D. Leave to Amend Is Not Warranted Because Further Amendments Would Be Futile
Ordinarily, “a pro se litigant should be offered an opportunity to amend his complaint before it is dismissed.” Granting leave to amend, however, is not required if the plaintiff has already pleaded his “best case.” Similarly, a district court need not grant a futile motion to amend. “Futility is determined under Rule 12(b)(6) standards, meaning an amendment is considered futile if it would fail to state a claim upon which relief could be granted.” In this case, Plaintiff cannot seek relief on behalf of the tribe pro se and this deficiency cannot be cured by amendment. To the extent Plaintiff seeks federal tribal recognition on his own behalf, the Court has already previously ruled that this relief cannot be awarded against the named Defendants, and it is premature for failure to exhaust administrative remedies, which is also not curable by amendment. Similarly, Plaintiff's request to be recognized as chief is an intra-tribal matter that must be resolved via tribal mechanisms, not by this Court, and thus further amendments would be futile.

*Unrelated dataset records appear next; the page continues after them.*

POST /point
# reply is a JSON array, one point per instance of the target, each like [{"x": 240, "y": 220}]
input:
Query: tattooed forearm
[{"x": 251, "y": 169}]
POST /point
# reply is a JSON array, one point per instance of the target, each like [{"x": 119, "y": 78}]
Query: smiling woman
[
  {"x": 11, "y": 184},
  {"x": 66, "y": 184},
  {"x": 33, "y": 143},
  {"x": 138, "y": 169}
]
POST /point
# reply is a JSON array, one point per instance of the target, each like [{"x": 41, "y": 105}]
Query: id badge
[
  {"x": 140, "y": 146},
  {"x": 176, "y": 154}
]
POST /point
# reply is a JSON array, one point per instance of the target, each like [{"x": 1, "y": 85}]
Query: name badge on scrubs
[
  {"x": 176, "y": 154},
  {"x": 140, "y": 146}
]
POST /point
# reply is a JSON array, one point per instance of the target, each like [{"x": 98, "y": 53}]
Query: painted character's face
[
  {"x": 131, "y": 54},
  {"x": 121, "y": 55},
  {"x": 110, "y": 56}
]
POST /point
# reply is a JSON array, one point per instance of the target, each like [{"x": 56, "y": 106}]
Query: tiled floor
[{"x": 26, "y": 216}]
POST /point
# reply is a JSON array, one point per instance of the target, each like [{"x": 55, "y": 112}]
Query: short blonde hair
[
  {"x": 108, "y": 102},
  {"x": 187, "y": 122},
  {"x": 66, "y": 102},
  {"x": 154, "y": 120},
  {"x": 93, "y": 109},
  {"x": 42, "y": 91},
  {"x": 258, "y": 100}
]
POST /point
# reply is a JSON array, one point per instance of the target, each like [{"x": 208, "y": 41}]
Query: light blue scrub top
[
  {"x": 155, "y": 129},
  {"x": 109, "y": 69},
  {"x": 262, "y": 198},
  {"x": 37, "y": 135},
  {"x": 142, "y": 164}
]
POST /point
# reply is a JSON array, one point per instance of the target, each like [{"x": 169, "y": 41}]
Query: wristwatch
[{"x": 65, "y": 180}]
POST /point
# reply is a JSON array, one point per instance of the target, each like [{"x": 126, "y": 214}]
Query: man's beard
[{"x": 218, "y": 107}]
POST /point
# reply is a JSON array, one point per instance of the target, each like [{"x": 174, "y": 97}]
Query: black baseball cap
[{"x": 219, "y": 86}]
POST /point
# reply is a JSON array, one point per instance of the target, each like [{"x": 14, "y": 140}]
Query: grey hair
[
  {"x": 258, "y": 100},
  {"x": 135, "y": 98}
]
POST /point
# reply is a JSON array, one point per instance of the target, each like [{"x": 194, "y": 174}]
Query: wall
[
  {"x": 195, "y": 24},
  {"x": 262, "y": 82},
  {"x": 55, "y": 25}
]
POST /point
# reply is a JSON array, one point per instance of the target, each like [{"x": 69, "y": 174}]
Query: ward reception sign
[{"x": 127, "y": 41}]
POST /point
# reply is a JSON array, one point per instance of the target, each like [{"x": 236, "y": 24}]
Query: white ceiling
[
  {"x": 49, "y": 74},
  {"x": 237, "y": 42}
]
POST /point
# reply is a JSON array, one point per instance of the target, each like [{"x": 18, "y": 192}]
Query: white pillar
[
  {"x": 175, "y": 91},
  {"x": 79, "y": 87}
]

Wiggins v. Louisiana State Univ.-Health Care Servs. Div., 710 Fed.Appx. 625, 627 (5th Cir. 2017), citing Brewster v. Dretke, 587 F.3d 764, 767-68 (5th Cir. 2009) (citation omitted).
Wiggins, 710 Fed.Appx. at 627, citing Brewster, 587 F.3d at 768 (citation omitted).
Wiggins, 710 Fed.Appx. at 627, citing Legate v. Livingston, 822 F.3d 207, 211 (5th Cir. 2016) (citation omitted).
Id.
III. Recommendation
Plaintiff's request for a declaration of tribal sovereignty has already been ruled on by this Court in another case and is, therefore, subject to dismissal under § 1915(e)(2)(B)(i) as malicious.
Plaintiff's request for recognition as chief of the tribe with authority to represent it is procedurally improper and is also subject to dismissal under § 1915(e)(2)(B)(i) as frivolous. Leave to amend is not warranted because further amendments would be futile. Accordingly, IT IS RECOMMENDED that the Complaint, filed by Chief 2 Eagles (formally known as Billy Burkette), be DISMISSED WITH PREJUDICE without leave to amend.
IT IS ORDERED that the Clerk of Court shall transmit this Magistrate Judge's Report, Recommendation, and Order to Plaintiff Chief 2 Eagles by regular and by certified mail, return receipt requested, to the address listed on PACER.
Signed in Baton Rouge, Louisiana on June 17, 2024.